Shaye’s continued imprisonment illustrates the poor state of press freedom in Yemen even after Saleh’s ouster. In the past couple of weeks, media freedom organisations including Reporters Without Borders (RSF) and the Committee to Protect Journalists (CPJ) have raised the alarm regarding the increasingly hostile climate of lawlessness and impunity endangering journalists in Yemen today.
Abdul-Raqeeb al-Hudayyani, editor-in-chief of the news website Aden Online, told CPJ that he received anonymous death threats after his website published an article on 5 March alleging corruption within the government-owned daily 14 October. The paper denied all accusations and said Aden Online had cited forged documents. More than a month later, a judge told al-Hudayyani the paper had filed a case against him for forging documents, the journalist said.

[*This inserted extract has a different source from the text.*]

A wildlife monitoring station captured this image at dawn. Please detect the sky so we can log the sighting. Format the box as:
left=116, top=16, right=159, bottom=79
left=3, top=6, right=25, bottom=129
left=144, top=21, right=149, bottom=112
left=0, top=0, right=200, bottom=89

In another case, Mohammed Ayesh, editor-in-chief of the daily independent Al-Oula, told CPJ he has received several death threats in phone messages since 9 April. Originating from both domestic and foreign numbers, the messages threatened to kill him, cut off his hand or cut out his tongue.
On 10 April, three journalists working for the independent TV station Al-Suhail were attacked by armed individuals outside the station’s headquarters in Sana’a. All three were hospitalised, according to RSF.
Freedom Foundation also reported that a journalist with the daily newspaper Al-Thawra, Mohammed Qa’ed al-Azizi, was threatened by gunmen on 16 April in Sana’a. Al-Thawra reported that the assailants demanded the journalist stop writing about corruption. Freedom Foundation told CPJ that the incident may be related to the paper’s recent investigation of illegal prisons run by tribal leaders in Sana’a.
On 19 April, the International Press Institute (IPI) reported on an attempted bombing of the headquarters of Yemen Shabab TV and al-Masdar newspaper. Fortunately, the attack was thwarted – but it would have caused massive damage if it was successful.
“Yemeni journalists face an array of threats from a wide range of sources,” said Sherif Mansour, CPJ’s Middle East and North Africa Coordinator, insisting that authorities must apprehend those who attack and threaten journalists in order to discourage impunity and protect press freedom.